Benedykt XVI bardziej popularny niż Jan Paweł II
W pierwszych miesiącach swego pontyfikatu
Benedykt XVI przyciągnął dwa razy większe tłumy wiernych niż przed
rokiem Jan Paweł II - napisał watykanista "Corriere
della Sera", Luigi Accattoli.
W rocznicę wyboru polskiego papieża porównał on liczbę uczestników środowych audiencji generalnych tego i poprzedniego pontyfikatu od maja do września w latach 2004 i 2005. Jak zauważył, w ciągu pięciu miesięcy na środowe spotkania z nowym papieżem przybyło 410 tysięcy wiernych, podczas gdy w tym samym czasie przed rokiem na audiencjach generalnych Jana Pawła II było niecałe 200 tysięcy osób.
Accattoli napisał, że rekordowa liczba wiernych na wszystkich masowych uroczystościach z udziałem Benedykta XVI to fenomen, który powtarza się bez przerwy od prawie pół roku, jaki mija właśnie od jego wyboru. Dotyczy to nie tylko środowych audiencji, ale także niedzielnej modlitwy Anioł Pański na Placu świętego Piotra.
Podczas gdy przed rokiem w niedziele do Watykanu przybyło w ciągu 5 miesięcy 260 tysięcy ludzi, od maja do września z Benedyktem XVI modliło się 600 tysięcy osób.
Accattoli zauważa, że ogromne tłumy na środowych audiencjach wywołują nie tylko radość Prefektury Domu Papieskiego, ale także poważny niepokój, gdyż mała Aula Pawła VI, dotychczas bez problemu mieszcząca 7 tysięcy wiernych na środowych audiencjach jesienią i zimą, okazuje się za mała.
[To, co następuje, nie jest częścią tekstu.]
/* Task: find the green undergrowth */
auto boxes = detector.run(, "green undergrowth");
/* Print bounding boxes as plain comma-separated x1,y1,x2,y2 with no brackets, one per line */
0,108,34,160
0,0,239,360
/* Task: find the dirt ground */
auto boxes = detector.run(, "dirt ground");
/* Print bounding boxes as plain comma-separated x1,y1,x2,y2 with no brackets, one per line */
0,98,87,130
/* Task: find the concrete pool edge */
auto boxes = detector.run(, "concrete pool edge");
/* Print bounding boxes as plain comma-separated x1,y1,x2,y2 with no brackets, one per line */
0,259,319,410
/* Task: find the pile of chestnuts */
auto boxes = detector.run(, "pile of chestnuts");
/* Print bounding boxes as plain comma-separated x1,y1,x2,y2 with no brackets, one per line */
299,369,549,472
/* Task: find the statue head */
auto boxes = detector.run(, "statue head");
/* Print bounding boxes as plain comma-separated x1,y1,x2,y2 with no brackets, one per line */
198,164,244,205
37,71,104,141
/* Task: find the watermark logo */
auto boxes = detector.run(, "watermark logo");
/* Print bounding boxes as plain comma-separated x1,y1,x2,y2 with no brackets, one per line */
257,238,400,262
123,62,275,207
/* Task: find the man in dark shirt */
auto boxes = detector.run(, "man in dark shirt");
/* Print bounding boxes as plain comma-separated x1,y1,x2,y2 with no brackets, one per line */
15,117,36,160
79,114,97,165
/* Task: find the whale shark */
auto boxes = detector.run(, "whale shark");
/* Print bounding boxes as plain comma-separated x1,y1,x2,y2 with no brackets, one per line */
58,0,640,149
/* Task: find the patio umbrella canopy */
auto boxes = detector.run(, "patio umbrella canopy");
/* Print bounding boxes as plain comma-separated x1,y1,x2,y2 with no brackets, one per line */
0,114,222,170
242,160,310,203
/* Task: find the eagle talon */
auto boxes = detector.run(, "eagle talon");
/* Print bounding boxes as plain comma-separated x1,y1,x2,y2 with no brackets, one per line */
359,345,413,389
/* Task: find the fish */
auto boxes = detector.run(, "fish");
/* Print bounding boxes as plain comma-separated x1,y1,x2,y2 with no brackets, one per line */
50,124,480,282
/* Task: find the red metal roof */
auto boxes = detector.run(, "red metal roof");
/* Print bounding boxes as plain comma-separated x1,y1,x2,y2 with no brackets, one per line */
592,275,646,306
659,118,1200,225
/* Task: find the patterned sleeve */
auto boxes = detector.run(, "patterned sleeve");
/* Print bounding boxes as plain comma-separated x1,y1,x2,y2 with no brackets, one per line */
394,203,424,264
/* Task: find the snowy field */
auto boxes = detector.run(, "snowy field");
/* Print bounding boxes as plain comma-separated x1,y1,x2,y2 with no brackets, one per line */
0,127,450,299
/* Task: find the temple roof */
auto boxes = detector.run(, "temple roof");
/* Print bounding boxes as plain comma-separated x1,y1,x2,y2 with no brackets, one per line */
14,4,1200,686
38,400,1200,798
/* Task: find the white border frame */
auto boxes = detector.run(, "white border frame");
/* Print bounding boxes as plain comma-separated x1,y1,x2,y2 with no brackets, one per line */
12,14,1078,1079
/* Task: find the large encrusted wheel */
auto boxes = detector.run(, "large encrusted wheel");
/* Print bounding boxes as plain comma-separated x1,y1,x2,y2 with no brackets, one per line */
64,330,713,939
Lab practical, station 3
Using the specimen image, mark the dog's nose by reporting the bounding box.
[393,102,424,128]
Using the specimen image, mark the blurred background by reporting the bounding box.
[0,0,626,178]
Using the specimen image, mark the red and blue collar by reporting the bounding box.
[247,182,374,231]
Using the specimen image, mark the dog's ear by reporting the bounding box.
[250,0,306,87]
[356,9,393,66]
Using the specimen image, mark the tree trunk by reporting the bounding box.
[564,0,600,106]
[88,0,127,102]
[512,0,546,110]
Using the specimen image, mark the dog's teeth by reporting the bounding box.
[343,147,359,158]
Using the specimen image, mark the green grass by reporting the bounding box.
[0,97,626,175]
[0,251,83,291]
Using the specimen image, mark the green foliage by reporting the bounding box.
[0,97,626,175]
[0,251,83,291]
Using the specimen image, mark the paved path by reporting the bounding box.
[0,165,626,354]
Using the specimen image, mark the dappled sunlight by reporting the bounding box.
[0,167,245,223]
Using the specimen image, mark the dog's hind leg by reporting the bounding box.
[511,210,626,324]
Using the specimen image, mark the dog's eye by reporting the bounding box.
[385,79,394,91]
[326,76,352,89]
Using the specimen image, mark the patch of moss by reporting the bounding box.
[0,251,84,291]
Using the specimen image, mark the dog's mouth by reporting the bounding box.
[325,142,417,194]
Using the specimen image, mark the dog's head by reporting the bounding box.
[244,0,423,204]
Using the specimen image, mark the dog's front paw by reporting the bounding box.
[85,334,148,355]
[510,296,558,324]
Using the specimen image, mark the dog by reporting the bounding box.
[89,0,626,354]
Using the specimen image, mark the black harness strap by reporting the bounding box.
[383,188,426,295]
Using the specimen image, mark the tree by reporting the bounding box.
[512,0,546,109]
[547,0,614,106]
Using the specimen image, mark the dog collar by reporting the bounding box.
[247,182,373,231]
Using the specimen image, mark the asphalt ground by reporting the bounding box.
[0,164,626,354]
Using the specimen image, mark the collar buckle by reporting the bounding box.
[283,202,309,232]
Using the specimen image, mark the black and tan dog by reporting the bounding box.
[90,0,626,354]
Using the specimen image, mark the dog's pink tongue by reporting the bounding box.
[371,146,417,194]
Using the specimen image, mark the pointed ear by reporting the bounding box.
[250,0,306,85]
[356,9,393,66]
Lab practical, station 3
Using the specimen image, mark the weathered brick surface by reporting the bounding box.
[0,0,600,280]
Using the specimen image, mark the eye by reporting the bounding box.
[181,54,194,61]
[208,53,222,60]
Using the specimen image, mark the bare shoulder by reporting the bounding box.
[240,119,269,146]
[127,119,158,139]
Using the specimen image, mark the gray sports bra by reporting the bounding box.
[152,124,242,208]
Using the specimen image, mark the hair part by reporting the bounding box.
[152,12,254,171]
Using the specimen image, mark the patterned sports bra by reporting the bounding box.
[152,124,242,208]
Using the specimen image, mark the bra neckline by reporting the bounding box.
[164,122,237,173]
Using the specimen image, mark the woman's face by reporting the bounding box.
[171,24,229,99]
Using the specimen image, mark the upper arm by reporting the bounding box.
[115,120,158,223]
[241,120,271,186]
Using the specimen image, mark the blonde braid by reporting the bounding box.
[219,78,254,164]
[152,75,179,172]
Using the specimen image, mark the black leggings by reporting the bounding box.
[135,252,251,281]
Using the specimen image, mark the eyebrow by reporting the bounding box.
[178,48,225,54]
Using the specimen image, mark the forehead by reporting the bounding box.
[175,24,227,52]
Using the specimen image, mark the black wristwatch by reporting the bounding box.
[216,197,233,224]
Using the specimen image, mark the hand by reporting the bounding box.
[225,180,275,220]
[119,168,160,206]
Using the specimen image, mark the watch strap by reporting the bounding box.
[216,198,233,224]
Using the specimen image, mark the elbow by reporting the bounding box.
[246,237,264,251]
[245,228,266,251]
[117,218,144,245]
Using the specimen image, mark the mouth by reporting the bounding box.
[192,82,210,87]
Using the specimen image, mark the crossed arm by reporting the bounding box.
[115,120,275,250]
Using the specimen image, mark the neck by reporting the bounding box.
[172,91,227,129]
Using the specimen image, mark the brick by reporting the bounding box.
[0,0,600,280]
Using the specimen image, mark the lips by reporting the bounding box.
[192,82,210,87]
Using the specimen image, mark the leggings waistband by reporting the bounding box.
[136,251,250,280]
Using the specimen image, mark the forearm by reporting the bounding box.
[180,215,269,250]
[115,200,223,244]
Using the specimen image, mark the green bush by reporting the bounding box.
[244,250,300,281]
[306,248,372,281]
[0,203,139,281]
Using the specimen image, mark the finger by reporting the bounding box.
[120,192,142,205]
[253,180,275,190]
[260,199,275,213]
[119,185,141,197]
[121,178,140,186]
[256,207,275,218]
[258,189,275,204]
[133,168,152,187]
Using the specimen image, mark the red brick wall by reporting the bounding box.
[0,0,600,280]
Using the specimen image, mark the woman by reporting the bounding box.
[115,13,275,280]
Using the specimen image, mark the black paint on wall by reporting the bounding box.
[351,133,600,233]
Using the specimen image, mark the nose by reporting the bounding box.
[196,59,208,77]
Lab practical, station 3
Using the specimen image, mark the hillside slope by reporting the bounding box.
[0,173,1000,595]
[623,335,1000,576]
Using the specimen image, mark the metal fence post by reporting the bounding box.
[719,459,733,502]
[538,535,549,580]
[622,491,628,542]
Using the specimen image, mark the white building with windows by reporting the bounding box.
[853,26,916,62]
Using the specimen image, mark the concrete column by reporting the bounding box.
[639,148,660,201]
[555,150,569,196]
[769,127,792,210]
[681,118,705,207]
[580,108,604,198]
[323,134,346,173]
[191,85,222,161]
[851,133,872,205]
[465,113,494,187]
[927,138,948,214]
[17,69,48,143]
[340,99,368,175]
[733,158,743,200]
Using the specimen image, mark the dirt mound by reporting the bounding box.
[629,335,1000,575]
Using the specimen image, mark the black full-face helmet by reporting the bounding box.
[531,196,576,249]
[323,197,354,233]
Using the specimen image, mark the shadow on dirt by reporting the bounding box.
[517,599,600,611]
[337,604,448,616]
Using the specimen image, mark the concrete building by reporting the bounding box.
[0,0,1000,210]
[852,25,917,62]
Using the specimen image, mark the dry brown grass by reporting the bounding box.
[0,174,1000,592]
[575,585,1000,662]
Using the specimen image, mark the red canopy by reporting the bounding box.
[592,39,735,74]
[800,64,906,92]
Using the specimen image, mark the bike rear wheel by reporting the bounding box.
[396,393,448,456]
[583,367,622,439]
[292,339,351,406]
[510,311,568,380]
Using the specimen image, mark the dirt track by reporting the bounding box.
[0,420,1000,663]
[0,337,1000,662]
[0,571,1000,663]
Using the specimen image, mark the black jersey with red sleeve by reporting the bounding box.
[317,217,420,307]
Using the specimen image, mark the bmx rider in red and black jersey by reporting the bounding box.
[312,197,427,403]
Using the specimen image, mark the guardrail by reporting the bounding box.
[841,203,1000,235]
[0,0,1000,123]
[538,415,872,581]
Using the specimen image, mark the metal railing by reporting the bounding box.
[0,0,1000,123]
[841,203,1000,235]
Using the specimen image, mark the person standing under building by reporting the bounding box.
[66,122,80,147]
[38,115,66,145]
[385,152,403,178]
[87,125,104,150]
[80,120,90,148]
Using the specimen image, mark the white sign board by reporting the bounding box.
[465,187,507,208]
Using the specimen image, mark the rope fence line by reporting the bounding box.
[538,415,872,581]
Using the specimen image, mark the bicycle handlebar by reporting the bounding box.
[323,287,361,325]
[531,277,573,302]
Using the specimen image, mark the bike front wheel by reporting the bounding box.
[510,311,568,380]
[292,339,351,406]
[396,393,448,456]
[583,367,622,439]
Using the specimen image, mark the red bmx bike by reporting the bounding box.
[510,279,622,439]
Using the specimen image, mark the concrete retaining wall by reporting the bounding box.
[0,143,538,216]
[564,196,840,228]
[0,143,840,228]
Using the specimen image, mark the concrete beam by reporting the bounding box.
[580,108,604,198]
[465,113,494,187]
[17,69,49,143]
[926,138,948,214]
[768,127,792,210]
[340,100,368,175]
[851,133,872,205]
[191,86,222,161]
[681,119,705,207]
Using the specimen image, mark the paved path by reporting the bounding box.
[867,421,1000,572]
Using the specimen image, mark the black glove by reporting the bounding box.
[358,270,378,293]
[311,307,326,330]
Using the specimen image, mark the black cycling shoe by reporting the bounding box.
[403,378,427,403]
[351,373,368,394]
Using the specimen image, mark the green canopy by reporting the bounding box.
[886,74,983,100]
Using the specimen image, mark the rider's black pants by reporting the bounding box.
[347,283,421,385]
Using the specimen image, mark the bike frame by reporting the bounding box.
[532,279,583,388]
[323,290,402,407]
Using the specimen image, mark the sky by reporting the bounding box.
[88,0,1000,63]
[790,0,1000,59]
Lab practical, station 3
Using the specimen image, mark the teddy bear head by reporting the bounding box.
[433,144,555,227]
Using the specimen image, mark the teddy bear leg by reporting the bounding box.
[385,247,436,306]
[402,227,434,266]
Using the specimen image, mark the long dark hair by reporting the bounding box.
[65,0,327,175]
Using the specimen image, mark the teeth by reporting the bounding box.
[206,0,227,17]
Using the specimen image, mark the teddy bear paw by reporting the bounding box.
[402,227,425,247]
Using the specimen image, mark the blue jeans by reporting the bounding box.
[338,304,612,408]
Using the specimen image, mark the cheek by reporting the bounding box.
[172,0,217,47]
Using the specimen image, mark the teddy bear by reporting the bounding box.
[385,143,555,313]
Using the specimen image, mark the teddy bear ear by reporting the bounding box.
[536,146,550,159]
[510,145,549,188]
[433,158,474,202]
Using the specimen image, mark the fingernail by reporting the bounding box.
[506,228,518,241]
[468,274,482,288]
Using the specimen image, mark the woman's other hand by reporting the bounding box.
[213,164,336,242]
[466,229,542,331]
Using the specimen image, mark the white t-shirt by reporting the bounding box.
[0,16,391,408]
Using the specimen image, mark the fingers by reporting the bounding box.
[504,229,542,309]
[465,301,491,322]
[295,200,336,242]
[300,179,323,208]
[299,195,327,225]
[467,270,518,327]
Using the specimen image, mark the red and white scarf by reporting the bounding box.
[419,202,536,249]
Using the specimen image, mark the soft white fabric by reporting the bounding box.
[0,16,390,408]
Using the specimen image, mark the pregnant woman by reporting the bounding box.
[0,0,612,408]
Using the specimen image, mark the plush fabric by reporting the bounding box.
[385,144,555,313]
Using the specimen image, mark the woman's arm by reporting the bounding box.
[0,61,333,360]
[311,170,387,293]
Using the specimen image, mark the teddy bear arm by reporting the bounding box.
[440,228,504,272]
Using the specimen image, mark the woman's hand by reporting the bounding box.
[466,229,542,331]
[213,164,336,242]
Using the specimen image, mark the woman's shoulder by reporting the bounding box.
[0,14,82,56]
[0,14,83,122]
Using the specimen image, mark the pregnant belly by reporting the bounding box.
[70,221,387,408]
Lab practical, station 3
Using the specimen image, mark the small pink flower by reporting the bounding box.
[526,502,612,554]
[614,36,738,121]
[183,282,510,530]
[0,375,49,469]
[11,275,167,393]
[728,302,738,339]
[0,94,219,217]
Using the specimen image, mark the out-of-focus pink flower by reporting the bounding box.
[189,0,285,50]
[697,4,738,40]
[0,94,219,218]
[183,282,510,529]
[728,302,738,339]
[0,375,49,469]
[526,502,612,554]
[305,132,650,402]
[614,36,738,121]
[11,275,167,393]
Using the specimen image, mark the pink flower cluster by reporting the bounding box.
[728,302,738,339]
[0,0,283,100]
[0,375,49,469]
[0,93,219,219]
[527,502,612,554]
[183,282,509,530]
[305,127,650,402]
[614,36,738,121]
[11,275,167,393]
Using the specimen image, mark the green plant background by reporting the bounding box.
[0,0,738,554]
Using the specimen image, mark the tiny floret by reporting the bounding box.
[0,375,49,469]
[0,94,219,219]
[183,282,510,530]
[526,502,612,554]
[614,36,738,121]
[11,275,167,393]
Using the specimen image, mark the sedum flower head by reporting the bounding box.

Wszystko wskazuje więc na to, że mimo chłodu i deszczu będą one musiały odbywać się na Placu świętego Piotra.
"Jeśli dalej będą przybywać takie tłumy, nie będziemy wiedzieli, gdzie pomieścić tych ludzi" - powiedział cytowany przez gazetę ojciec Leonardo Sapienza z Prefektury.
Zjawisko niezwykłej popularności Benedykta XVI skomentował rzecznik Watykanu Joaquin Navarro- Valls, który powiedział mediolańskiemu dziennikowi: "Kardynał Ratzinger był bardzo znany, ale może nie wszyscy znali go dobrze. Przeważała opinia, że to człowiek surowy i zdystansowany. Wybór na papieża pozwolił mu pokazać całą swą osobowość i to jest absolutna nowość, która fascynuje ludzi".